C'est bien ainsi qu'ils pensent s'en sortir...encore et encore, en manipulant la réalité, en se gargarisant d'effets d'annonces et d'une communication tordue au point où la contradiction même est dépassée par l'absurde. Une chose est sûre : Sans vous,  prenant l'initiative pour nous tous et nous entraînant à la mobilisation générale pour faire échec à leur monde, il ne changeront rien à une logique comptable destructrice de tout ce que nous chérissons.

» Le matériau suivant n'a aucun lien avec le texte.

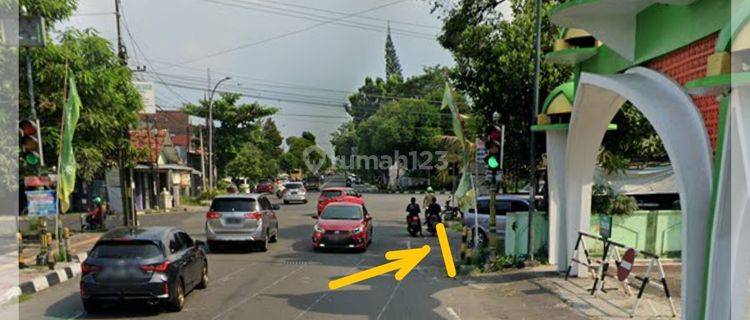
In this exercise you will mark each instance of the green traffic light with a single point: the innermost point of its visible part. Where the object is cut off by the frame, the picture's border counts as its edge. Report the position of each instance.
(492, 162)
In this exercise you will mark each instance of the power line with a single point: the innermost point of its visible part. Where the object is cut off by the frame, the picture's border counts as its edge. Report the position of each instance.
(287, 34)
(358, 16)
(260, 7)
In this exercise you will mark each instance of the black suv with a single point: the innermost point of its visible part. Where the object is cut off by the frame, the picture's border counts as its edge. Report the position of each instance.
(158, 265)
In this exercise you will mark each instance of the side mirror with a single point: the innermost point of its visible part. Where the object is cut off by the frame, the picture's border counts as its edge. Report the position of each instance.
(199, 244)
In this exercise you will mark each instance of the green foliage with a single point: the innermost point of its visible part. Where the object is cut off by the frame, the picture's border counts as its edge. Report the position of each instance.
(634, 138)
(605, 201)
(392, 65)
(613, 164)
(110, 101)
(495, 66)
(251, 163)
(240, 126)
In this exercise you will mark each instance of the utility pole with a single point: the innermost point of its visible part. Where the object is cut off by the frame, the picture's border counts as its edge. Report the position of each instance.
(211, 131)
(129, 217)
(535, 110)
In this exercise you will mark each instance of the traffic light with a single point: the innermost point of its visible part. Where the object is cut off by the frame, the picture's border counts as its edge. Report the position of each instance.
(29, 142)
(493, 145)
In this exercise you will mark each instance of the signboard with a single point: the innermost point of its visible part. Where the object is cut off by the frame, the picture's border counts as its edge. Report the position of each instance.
(41, 203)
(626, 264)
(148, 96)
(605, 226)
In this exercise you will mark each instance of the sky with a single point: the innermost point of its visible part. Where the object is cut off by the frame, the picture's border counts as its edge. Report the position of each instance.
(301, 56)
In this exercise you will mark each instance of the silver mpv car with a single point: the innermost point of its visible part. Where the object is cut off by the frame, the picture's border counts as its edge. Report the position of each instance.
(242, 218)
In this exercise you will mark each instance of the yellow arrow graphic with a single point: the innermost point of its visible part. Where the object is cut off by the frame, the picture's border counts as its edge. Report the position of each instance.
(402, 260)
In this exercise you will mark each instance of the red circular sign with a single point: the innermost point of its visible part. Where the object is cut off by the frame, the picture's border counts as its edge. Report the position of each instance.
(626, 264)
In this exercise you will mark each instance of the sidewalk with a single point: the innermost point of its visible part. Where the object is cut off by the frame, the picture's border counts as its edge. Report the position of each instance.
(543, 293)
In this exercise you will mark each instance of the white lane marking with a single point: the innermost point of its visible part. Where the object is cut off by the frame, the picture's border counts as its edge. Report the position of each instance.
(257, 293)
(322, 296)
(453, 313)
(385, 306)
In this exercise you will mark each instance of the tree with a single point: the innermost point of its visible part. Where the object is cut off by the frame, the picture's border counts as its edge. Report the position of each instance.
(251, 163)
(494, 66)
(240, 125)
(110, 101)
(270, 139)
(392, 65)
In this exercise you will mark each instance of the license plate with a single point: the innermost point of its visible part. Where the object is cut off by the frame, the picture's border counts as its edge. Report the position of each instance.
(234, 220)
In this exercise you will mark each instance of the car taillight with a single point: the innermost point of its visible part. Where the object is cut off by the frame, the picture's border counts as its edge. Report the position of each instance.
(87, 268)
(213, 215)
(159, 267)
(254, 215)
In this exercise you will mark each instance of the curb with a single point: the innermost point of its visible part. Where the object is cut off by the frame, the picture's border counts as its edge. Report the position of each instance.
(69, 271)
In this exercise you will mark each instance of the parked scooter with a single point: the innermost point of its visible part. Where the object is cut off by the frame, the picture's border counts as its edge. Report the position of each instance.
(413, 225)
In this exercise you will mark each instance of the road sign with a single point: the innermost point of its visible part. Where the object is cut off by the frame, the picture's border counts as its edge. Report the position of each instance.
(41, 203)
(626, 264)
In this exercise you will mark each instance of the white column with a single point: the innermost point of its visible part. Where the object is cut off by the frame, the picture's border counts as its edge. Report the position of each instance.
(556, 145)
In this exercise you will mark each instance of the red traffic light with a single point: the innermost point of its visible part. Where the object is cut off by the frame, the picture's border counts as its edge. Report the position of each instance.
(28, 127)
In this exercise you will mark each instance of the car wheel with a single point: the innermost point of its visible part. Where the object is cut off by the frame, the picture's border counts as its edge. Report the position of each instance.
(204, 276)
(90, 307)
(264, 243)
(177, 301)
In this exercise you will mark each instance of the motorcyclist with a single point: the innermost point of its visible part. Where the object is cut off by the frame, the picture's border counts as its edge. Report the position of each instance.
(428, 198)
(432, 209)
(94, 217)
(412, 209)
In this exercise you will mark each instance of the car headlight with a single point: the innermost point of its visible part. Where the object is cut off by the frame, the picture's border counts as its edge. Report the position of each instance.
(318, 228)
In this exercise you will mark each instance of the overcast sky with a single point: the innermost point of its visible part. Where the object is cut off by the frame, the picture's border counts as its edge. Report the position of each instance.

La riposte face à un système qui vous prive des moyens de travailler dans de bonnes conditions n'est pas condamnée à rester dans les limites de votre champ d'action habituel. Elle peut dès maintenant s'affranchir du cadre et être beaucoup plus forte. C'est toute l'organisation politique et économique qui accélèrent les périls qui doit être changée. La question qui se pose dans un contexte qui peut être favorable à une réorganisation politique, économique et sociale profonde est de savoir si vos réflexes seront ceux d'un groupe se positionnant comme des victimes avec des revendications concernant les salaires, les effectifs, les moyens disponibles ou si vous décidez de dépasser les réflexes pour passer à des actions à une autre échelle. Vous pouvez, si vous l'organisez, présenter le visage d'un groupe conscient du rôle de première importance qui ponctuellement est le vôtre et ouvrir un chemin conquérant pour obtenir des droits économiques et démocratiques dont le bénéfice infusera toute la société.  Si vous décidez d'embrasser la singularité du destin qui peut être le vôtre, vous serez rejoint par une grande partie des masses d'individus résignés et silencieux encore aujourd'hui, tout en agrégeant d'autres composantes en lutte de notre société. Nous pourrons enfin contester au pouvoirs en place la direction et l'organisation de notre société, transformant les revendications en proclamation de notre puissance et de notre liberté, dessinant les contours de la révolution citoyenne.

Chacun peut imaginer le niveau de fatigue et d'extrême frustration causée par cette pandémie à tous ceux qui, comme vous, prennent et ont pris inlassablement soin de leur semblables. D'aucuns pourraient me faire l'objection que ce n'est pas aux soignants de prendre la tête de la mise en mouvement de toute notre société pour dépasser la logique de l'exploitation de tous par un petit groupe organisé. Mais si ce ne sont pas les soignants, alors qui? Qui peut, comme je pense qu'il en ont le pouvoir aujourd'hui, demander au pays de faire bloc pour faire échec aux logiques qui nous poussent chaque jour au désastre ? Pensez-vous que les militants, les partis politiques, les syndicats ou les associations ont ce pouvoir? Bien sûr que non.

Un grand pouvoir implique de grandes responsabilités. Les soignants, aussi exténués soient-ils, sont les seuls capables aujourd'hui de faire taire les médias qui n'oseront pas les attaquer frontalement. Vous pouvez, si vous vous saisissez de ce pouvoir, demander au pays tout entier de refuser une fois pour toute le monde qui détruit nos vies. Dans la médecine africaine traditionnelle les personnes qui s'occupent de guérir les hommes sont souvent également chefs de leur village. Qui mieux que ces individus, qui inspirent confiance et respect à tous les membres de leur communauté, pour accompagner le devenir politique des peuples libres?  Nos guérisseurs n'occupent pas ce rôle de premier plan et sont réduits à un rôle d'exécutant, alors que les intendants aux finances décident seuls. N'est-il pas temps que ceux qui sont capables de prendre soin d'autrui remplacent ceux qui ne jurent que par la croissance du volume d'objets et de services échangés ? Serge Halimi dans le Monde Diplomatique d'avril 2020 dans un article intitulé "Dès maintenant !", et alors que le pays en plein confinement retient son souffle nous proposait de "mêler nos mains aux mouvement des idées qui cheminent dans le bon sens". Aidez-nous à concrétiser dès aujourd'hui cet idéal qui n'a jamais été aussi proche.